Come migliorare il riciclo della plastica grazie alla luce. Una nuova tecnica arriva da Monaco
Il metodo sviluppato dal team di scienziati, guidato dal professor Heinz Langhals, consiste nel riconoscimento automatico dei componenti polimerici, sfruttando la fluorescenza intrinseca di questi materiali
Il riciclo della plastica passa dalla luce, e più precisamente dalla fotoeccitazione, per recuperare tutti i polimeri in commercio e ridurre l’aggravio per l’ecosistema derivante dal loro mancato riutilizzo. Una tecnica ancora da brevettare, che porta la firma dei ricercatori del dipartimento di Chimica della Ludwig Maximilians Universität di Monaco. Il metodo sviluppato dal team di scienziati, guidato dal professor Heinz Langhals, consiste - leggiamo sulla Gazzetta di Lucca - nel riconoscimento automatico dei componenti polimerici sfruttando la fluorescenza intrinseca di questi materiali.

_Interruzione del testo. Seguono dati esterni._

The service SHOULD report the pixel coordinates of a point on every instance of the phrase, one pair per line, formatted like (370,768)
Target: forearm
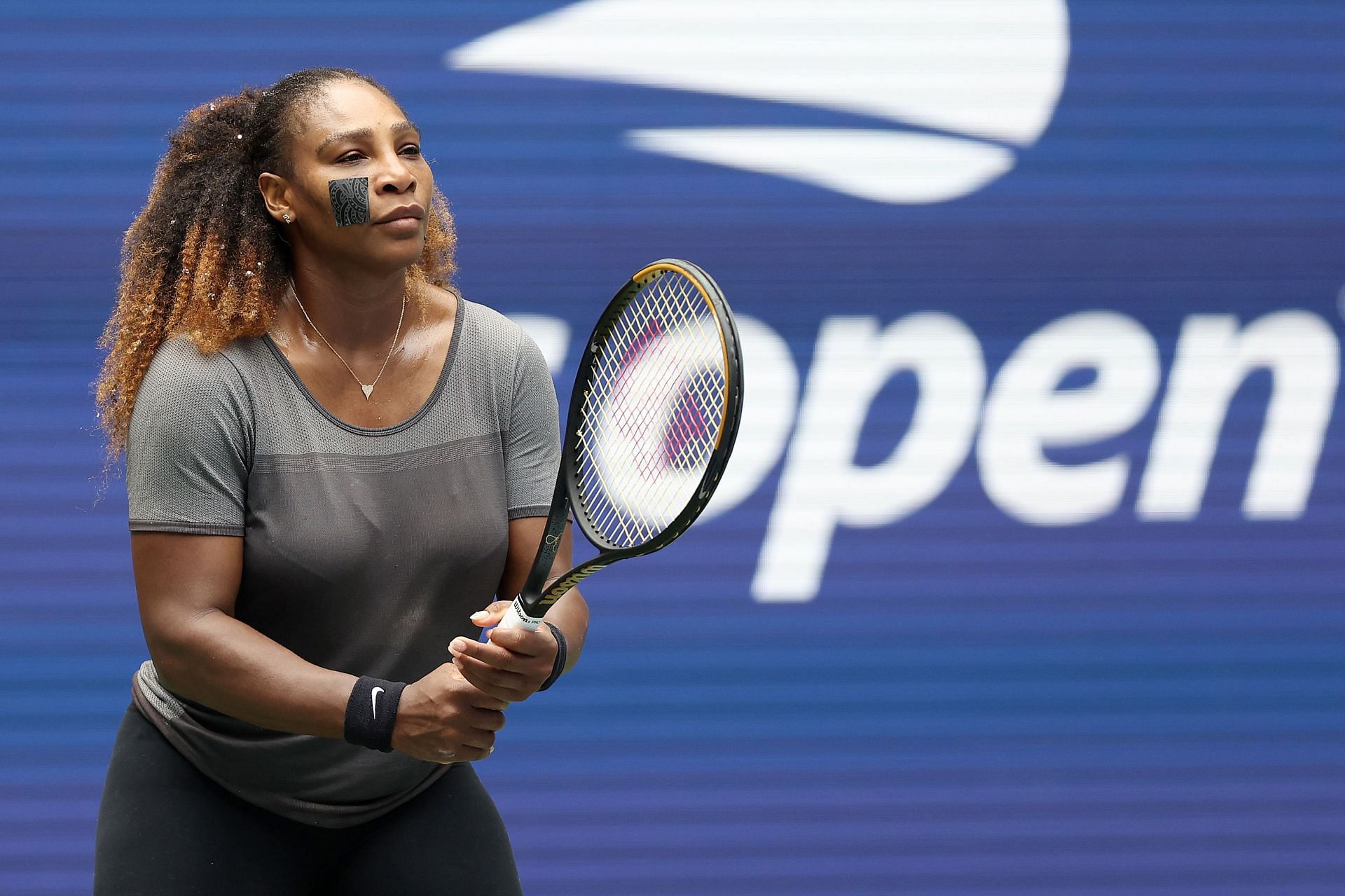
(232,668)
(570,614)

Indotta, appunto, da fotoeccitazione. “Le plastiche - spiegano i chimici - emettono luce fluorescente quando vengono esposte a brevi lampi di luce e l’emissione decade con il tempo; pertanto, la durata della loro fluorescenza è estremamente caratteristica per ogni singola tipologia e può servire come un’impronta digitale per l’identificazione”. Questa nuova tecnica prevede dunque che le particelle di plastica siano esposte alla luce pulsata: sensori fotoelettrici misurano, quindi, l’intensità della luce emessa in risposta alla fotoeccitazione indotta per determinare la dinamica del suo decadimento. “Con questo processo, errori di misura sono praticamente esclusi per qualsiasi dato materiale - assicurano i ricercatori - , inoltre permette l’identificazione e lo smistamento di una tonnellata e mezzo di plastica ogni ora”.